Who was in charge at this camp? What were your days like?

All I knew was underground: bodies piled on bodies,
low moans, sweat, rot seeking out scratches on our thighs,

the makeshift tattoos he carved on our backs to mark us.
Over milk tea and butter biscuits, the commander asks

what it feels like to have dirty blood running through our
veins. There were days we wooed him, betrayed each other

for his attention—now he turns me over on burlap.
Outside, bundles of jute skim the wide river. I turn

my face away. Kutta, he says. You smell. Tell me anything
you know about the body, and I will tell you how

it must turn against itself. Now I’ve seen a Muslim
girl naked, he says. How my body became an eddy,

a blackblue swirl. Don’t cry, he says. How when the time
came for his choosing, we all gave in for tea, a mango,

overripe. Another chance to hear the river’s gray lull.
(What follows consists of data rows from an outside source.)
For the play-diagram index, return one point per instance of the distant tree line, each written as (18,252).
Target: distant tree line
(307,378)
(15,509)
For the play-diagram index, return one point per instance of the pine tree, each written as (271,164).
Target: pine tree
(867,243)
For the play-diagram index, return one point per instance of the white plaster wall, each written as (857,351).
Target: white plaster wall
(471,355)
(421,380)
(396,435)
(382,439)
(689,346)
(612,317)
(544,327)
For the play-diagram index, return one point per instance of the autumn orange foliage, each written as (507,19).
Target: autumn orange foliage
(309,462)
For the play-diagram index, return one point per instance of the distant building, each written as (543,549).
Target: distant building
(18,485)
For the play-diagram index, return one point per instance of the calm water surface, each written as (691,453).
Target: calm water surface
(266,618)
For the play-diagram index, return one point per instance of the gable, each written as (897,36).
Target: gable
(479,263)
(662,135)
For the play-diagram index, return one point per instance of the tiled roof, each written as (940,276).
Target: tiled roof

     Originally Published in Ploughshares


The Legacy of Women in the Liberation War, 40 Years On 
Learn more about the stories behind this moving poetry at The Stories We Tell

Ramadan Aubade
i.
Early pre-dawn mornings, a brief
          wind thumbing through coral bell
                    vine, the tea drowsy with
                             sweet.
Father in the kitchen, eating eggs quickly—
           the sun rising, pressing
the sin of eating
           onto his hands and feet.
ii.
The painted star. Its solid center,
           wet unseeing on my back—
                      my eyes opened, the star
                                  briefly
                                            spinning.
iii.
No, not another bite, I say.
           Bananas soaked in milk.
Coconuts shaved into
                                  moon-
                                              curls.
iv.
Hours on the prayer mat.
           I wanted to be sacrosanct,
                      rubbed clean, new palimpsest
folded—
           narrower and narrower threads of hunger.
v.
Later, I tried to sing myself into fire,
          but became a knife instead.
                    The center held briefly, then broke into
                              a wall of wine-red doorways.

Originally Published in Mid American Review


Aubade: Wedding
Sister, you left that one black hair
on the towel they used to dry your corpse, 
as well as one lilac dress, hanging
in the room our parents call your room, even 

though you have never lived here. If you want
to be the shade pulled over the window at dawn, 
I will still be the sister who lifted my hand, marked
your face with its palm. If absence wants a father

quiet with guilt, I will be the bride-to-be, awake
in your room the night before my wedding, breaking
open the wide-eyed dolls facing eastward, still pristine

on their shelves. Be the shade, Sister, that snaps open 
so light beads my hands, because the henna must be 
dry by dawn, rubbed away from my promised palms.